Truth be told, I had no parental supervision when using the internet as a child. And as you might imagine, I was mostly googleing stuff about electronics and datasheets… I also read a couple of things about protons, magnets, and coils… And also a bunch of things about lock picking.

~~NGL, I was a very particular kind of problem child who was asking for an oscilloscope every Christmas…~~

ODaily · December 20, 2025, 5:57am

I distinctly recall trying to explain the difference between U235 and U238 to my great grandmother at an old ladies craft show / get together event. I was 10-ish?

Birds of a feather / Flock together, I suppose.

I always find it interesting how, individually, we are all outliers, but collectively…

Not · December 20, 2025, 3:52pm

I recently had to fight this crap too.

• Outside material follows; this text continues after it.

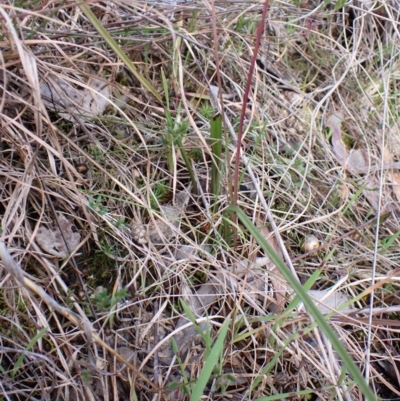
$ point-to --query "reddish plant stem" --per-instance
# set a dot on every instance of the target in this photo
(259, 33)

It appears that this is at least common with HP and not with Dell or Asus, from my limited variety of recently set up devices.

Not · December 20, 2025, 3:54pm

From what I’m seeing, it is used under the flag of “security”.

amal · December 21, 2025, 2:37am

Honestly I kinda get it. However I’d really see utility if I could disable it and install what I wanted and then enable it to lock down any further changes.. but it’s not that.. installed software won’t run. Fucking bullshit.

Pilgrimsmaster · December 23, 2025, 6:00pm

GrimEcho · December 26, 2025, 3:42pm

I’ve spent the last 6 months or so slowly upgrading my and my family’s Windows 10 computers to Windows 11. After some trial and error this is now my de facto recipe.

Windows 11 Pro license key (~$10 - $20). Currently available on Stack Social for $10
Download Windows 11 25H2 ISO
Use Rufus to slipstream in the local account option while copying the ISO to a USB drive.
- Rufus has a “Windows User Experience” dialog that allows you to customize the install when copying it. Among other things it can disable the online Microsoft account and force a local acocunt
- image548×263 10 KB
Clean Windows 11 install
Post-install customization
- Install Firefox and make it the default
- Uninstall Microsoft One Drive and Microsoft Teams via Windows add/remove programs
- Install Edge Redirect in “Active” mode and enable both “Discover” and “Search” redirections. Witht this, nothing you do in Windows (short of intentionally starting Edge) will cause Edge to to pen instead of your default browser.
- Tweak the taskbar to auto-hide, disable app notification flashes, enable some missing system tray icons, set the time automatically, and disable the hover over weather to bring up the news article board thing.

paradoxb3 · December 27, 2025, 1:26am

Having dealt with a lot of this bullshit setting up PC’s for customers at work, you should know once you touch Windows with a MS account, it has this nasty habit of automatically encrypting your drive without telling you. You may want to check settings to see if your device has been encrypted, and either make a note of the encryption key, or turn off encryption. I generally turn it off as I have no interest in keeping track of hundreds/thousands of encryption keys, and for the most part, drive encryption isn’t really necessary for the majority of them, aside from the <1% storing PHI.

TheCyberSystem · December 31, 2025, 6:23am

We used Rufus to get the installation media, then had to recompile it back into an iso because we use Ventoy. That was a nightmare to figure out but agreed that Rufus is so far the best option for customising the iso.

For bonus points we created a powershell script to unattend install/uninstall programs via winget - makes things so much easier initially.